Von Peter EllenbruchRSS-Newsfeed neuer Artikel von Peter Ellenbruch

Es tut sich etwas in der deutschen Filmgeschichtsschreibung – und zwar in einem Feld, in dem es viele nicht erwartet hätten: in der Erforschung des bundesdeutschen Kinos der 1950er und 1960er Jahre.

Jahrzehntelang beherrschte die eher ideologisch festgesetzte Zäsur des Oberhausener Manifests von 1962 die Periodisierung und die Beurteilung jener Phase, doch nun wurde durch die großangelegte Retrospektive zum bundesdeutschen Kino beim Filmfestival Locarno (3.-13. August 2016) die Perspektive wieder erweitert. Letztlich war dies nur der Auftakt zu einer wandernden Reihe jenes Filmprogramms, das in Varianten auch in Zürich, Lissabon, New York, Frankfurt und Berlin zu sehen war bzw. im Laufe des nächsten Jahres zu sehen sein wird. Die schriftliche Quelle zum Projekt ist die auf Deutsch und Englisch erschienene Publikation „Geliebt und verdrängt: Das Kino der jungen Bundesrepublik Deutschland 1949-1963“ des DIF in Frankfurt.

Doch da der Schreiber dieser Zeilen an Retrospektive und Buchpublikation selbst beteiligt ist, soll hier davon nicht weiter die Rede sein. Vielmehr soll es darum gehen, einige Filme skizzenhaft zu besprechen, zur Anschauung zu empfehlen, die zum Abbau der immer noch in vielen Zusammenhängen anzutreffenden verkrusteten filmhistorischen Sicht geeignet erscheinen. Denn mit der Parole des Oberhausener Manifests, „Papas Kino ist tot“, wurde nicht nur eine alte Riege von Filmschaffenden kritisiert, sondern letztlich auch, filmhistorisch gesehen, eine Zwischengeneration mundtot gemacht sowie alles Genrekino der BRD jener Zeit pauschal abgeurteilt. Dass aber gerade große Teile des populären Kinos der 1950er und 1960er Jahre alles andere taten als die konservative Linie der Adenauer-Regierung komplett zu spiegeln oder zu unterstützen, geriet dadurch innerhalb der Filmgeschichtsschreibung genauso in Vergessenheit wie die Tatsache, dass ein bundesdeutsches Kinopublikum jene Filme sehr gemocht und die Produkte des „Jungen Deutschen Films“ kaum wahrgenommen hat – letzteres vor allem auch, da die meisten Spielfilmproduktionen der „Oberhausener“ (die so gut wie alle Münchener waren) bis 1966/67 auf sich warten ließen.
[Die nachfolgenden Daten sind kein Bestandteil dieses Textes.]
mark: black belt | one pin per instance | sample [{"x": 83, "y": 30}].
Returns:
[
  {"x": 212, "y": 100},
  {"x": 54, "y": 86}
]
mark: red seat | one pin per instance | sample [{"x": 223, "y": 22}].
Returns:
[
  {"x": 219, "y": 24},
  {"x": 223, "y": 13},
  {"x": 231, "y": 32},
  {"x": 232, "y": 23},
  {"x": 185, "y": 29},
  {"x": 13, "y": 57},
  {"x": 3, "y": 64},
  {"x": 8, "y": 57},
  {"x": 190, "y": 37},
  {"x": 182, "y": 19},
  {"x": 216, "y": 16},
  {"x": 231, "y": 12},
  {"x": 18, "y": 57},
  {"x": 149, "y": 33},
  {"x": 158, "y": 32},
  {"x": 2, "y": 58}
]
Den nicht-konformen, subversiven, eigenständigen Strömungen und Stilelementen gilt es nachzuspüren, die Genrefilme während der sogenannten Adenauer-Ära ins Kino zu bringen wussten – und damit jenseits von Wirtschaftswunder und Westanbindung ihren Teil zu einer tatsächlich demokratischen Diskursivität in der bundesdeutschen Kulturlandschaft beigetragen haben (ganz im Sinne der demokratisierenden Strömungen der Massenkultur seit Beginn der Moderne, die z.B. Kaspar Maase oft herausgestellt hat).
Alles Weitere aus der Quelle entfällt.